Apr 8, 2009

Estonia: The little country that could!


Being a libertarian, I am always fascinated by the progress achieved by Estonia by transforming its its economy from a centrally planned structure under Soviet Communism to a free market economy. Estonia is currently the 41st country among the countries with the highest per capita income. It has rose from oblivion to recognition for its economic freedom,its adaptation of new technologies along with being one of the world's fastest growing economies for several years.

I was scanning through the Wikipedia and found these facts about Estonia, maybe we could learn something from her. Maybe, we (Nepal) could be a little hopeful about breaking this vicious circle of poverty.

In August 1940, Estonia was illegally annexed by the Soviet Union as the Estonian SSR. The provisions in the Estonian constitution requiring a popular referendum to decide on joining a supra-national body were ignored.

TheEstonian Sovereignty Declaration was issued on November 16, 1989 and formal independence declared on 20 August 1991, reconstituting the pre-1940 state, during theSpviet military coup attempt in Moscow. The first country to diplomatically recognize Estonia's reclaimed independence was Iceland. The last Russian troops left on 31 August 1994.
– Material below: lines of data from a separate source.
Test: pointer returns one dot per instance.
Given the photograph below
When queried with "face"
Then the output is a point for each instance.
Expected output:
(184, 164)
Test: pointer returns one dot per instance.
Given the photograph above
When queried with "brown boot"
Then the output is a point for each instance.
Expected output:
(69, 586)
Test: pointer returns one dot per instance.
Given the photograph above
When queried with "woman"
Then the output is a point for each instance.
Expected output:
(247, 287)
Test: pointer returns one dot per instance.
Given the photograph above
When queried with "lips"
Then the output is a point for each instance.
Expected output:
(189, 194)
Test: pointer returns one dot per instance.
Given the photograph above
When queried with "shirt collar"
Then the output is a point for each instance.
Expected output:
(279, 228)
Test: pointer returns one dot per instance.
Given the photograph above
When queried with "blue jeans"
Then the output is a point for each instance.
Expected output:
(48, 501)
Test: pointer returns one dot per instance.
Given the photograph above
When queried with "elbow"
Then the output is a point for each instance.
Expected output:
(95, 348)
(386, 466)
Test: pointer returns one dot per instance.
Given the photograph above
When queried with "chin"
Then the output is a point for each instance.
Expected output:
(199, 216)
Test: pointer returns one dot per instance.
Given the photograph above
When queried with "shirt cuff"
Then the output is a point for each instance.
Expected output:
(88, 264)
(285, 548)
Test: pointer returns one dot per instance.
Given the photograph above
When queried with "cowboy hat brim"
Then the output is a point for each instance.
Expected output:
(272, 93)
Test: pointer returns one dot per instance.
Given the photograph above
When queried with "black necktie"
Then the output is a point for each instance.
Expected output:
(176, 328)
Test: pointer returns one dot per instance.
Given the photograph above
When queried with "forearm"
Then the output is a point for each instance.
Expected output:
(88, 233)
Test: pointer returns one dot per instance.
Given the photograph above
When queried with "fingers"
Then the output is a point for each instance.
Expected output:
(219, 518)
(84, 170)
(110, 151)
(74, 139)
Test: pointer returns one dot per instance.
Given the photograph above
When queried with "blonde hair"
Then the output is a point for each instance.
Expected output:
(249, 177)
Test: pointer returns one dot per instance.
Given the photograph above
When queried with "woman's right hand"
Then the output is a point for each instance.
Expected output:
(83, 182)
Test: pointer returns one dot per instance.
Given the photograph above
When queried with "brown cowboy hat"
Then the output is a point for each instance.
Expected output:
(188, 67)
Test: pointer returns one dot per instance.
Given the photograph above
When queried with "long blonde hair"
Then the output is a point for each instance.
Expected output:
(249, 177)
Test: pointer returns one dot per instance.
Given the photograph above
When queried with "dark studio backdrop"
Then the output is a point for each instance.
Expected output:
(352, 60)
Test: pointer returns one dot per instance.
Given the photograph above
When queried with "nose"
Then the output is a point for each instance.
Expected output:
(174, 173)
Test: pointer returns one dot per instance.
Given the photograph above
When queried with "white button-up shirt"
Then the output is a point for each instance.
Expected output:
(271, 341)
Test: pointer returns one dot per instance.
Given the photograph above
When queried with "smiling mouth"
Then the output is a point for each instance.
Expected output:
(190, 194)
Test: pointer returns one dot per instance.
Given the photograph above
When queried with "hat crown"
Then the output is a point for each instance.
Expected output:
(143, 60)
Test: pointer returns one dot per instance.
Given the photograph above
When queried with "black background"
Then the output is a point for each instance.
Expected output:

In 1994, Estonia became one of the first countries in the world to adopt a flat tax, with a uniform rate of 26% regardless of personal income. In January 2005 the personal income tax rate was reduced to 24%. A subsequent reduction to 23% followed in January 2006. The income tax rate will be decreased by 1% annually to reach 18% by January 2010.

A balanced budget, almost non-existent public debt, flat-rate income tax, free trade regime, fully convertible currency backed by currency board and a strong peg to the euro, competitive commercial banking sector, hospitable environment for foreign investment, innovative e-Services and even mobile-based services are all hallmarks of Estonia's free-market-based economy.

Estonia Ranks 22nd in the index of Civil and Political Liberties.

Although Estonia is in general resource-poor, the land still offers a large variety of smaller resources.

The Estonian energy market liberalization is in progress and should be completed before 2009, as well as all of the non-household market, which totals around 77% of consumption, before 2013.